Friday, November 22, 2024
HomeData ScienceDynamoDB Go SDK: The best way to Use the Scan and Batch...

DynamoDB Go SDK: The best way to Use the Scan and Batch Operations Effectively | by Abhishek Gupta | Dec, 2022


Parallel scan with the DynamoDB Go SDK (picture by creator)

Study with sensible code examples

The DynamoDB Scan API accesses each gadgets in a desk (or secondary index). It’s the equal of a choose * from question. One of many issues I’ll cowl on this weblog is the right way to use Scan API with the DynamoDB Go SDK.

To scan a desk, we’d like some knowledge to start with! So within the course of, I can even go into the right way to use the Batch API to jot down bulk knowledge in DynamoDB. You should use the BatchWriteItem API to create or delete gadgets in batches (of twenty 5) and it is doable to you’ll be able to mix these operations throughout a number of tables.

We are going to begin easy and steadily enhance our method to make use of the APIs effectively. I can even go over a number of the primary checks that I ran to exhibit incremental enhancements. Lastly I’ll wrap up by highlighting a number of the issues whereas utilizing these operations.

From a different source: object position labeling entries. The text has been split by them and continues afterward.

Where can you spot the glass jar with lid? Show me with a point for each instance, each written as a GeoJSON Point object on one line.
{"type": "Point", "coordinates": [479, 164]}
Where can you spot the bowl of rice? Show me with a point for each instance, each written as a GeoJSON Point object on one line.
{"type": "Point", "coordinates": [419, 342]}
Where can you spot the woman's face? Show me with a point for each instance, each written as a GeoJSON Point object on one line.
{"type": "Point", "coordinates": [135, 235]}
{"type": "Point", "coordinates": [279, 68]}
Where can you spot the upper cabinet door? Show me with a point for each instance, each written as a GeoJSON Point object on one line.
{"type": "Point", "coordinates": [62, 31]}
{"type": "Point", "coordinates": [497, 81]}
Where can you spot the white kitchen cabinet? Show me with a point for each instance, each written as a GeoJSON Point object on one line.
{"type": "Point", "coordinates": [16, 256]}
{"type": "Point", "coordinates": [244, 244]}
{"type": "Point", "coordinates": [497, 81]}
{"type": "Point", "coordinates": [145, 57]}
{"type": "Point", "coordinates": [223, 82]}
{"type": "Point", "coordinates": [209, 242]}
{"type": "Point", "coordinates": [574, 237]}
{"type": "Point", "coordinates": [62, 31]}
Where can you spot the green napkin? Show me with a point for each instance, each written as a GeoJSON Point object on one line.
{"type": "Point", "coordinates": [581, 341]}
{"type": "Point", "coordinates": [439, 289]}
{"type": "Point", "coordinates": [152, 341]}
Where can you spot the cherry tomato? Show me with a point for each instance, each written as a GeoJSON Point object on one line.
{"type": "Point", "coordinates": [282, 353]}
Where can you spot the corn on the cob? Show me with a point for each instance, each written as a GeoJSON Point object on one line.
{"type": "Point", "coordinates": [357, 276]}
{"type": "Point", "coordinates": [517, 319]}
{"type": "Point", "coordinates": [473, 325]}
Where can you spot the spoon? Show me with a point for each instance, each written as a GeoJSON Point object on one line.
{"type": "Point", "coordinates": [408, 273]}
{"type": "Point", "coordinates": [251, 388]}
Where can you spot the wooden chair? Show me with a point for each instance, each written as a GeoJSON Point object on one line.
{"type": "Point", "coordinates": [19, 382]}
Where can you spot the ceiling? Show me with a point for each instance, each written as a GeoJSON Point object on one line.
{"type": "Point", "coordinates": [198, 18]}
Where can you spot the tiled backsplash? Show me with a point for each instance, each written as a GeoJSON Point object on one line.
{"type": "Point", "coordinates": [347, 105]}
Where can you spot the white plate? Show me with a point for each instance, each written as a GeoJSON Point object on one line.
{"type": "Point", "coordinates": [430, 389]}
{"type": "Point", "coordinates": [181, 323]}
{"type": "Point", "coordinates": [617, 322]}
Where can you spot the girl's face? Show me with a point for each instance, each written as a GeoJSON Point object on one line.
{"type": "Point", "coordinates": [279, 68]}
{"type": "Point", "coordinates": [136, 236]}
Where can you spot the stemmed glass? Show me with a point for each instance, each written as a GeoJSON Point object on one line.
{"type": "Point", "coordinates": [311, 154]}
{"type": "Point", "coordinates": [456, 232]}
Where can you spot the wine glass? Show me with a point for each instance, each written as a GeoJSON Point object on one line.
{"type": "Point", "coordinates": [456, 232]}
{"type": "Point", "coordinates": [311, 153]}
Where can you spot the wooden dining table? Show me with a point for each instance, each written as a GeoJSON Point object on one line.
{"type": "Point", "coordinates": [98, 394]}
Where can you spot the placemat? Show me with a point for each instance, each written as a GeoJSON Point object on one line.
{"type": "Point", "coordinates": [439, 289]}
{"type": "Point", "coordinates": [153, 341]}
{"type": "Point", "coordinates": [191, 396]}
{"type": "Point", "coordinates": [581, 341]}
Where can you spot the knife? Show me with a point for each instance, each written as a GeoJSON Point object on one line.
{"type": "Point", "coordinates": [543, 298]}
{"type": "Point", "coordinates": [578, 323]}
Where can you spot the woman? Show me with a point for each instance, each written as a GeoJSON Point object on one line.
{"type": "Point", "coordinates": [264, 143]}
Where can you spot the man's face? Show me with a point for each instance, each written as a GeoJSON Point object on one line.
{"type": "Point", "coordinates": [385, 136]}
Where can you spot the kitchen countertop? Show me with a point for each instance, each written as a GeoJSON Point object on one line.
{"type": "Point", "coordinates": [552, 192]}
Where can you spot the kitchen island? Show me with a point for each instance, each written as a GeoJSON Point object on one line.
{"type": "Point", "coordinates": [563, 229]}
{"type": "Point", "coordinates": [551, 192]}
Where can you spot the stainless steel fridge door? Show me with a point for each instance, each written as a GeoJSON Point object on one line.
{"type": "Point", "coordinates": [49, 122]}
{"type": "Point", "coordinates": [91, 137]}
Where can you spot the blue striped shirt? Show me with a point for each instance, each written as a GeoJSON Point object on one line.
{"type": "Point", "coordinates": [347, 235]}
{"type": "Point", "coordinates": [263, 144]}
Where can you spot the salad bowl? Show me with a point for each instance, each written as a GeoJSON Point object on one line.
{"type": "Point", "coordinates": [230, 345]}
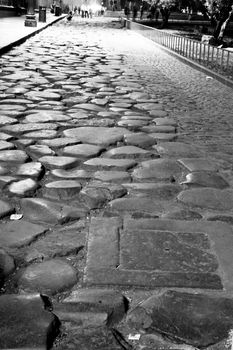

You’ll be able to seek advice from the code on GitHub

… ensure that to create a DynamoDB desk referred to as customers with:

  • partition key e mail (knowledge sort String) and
  • On-Demand capability mode.
DynamoDB desk (picture by creator)

Additionally, there are some things I wish to name a number of issues to set the context:

  • The desk was created in us-east-1 and checks had been executed from an EC2 occasion in us-east-1 as properly
  • Since these are common checks as an alternative of specialized benchmarks, I didn’t do any particular tuning (at any stage). These are simply Go capabilities that had been executed with completely different inputs, retaining issues so simple as doable.
  • The checks embody marshalling (changing Go struct to DynamoDB knowledge sorts) for BatchWriteItem operations and un-marshalling (changing from DynamoDB knowledge sorts again to Go struct) for Scan operation.

Lets begin off by exploring the BatchWriteItem API. This fashion we could have knowledge to work with the Scan operations as properly.

Win-win!

Since you’ll be able to mix 25 gadgets in a single invocation, utilizing a batch method for bulk knowledge imports is significantly better in comparison with invoking the PutItem in a loop (and even in parallel).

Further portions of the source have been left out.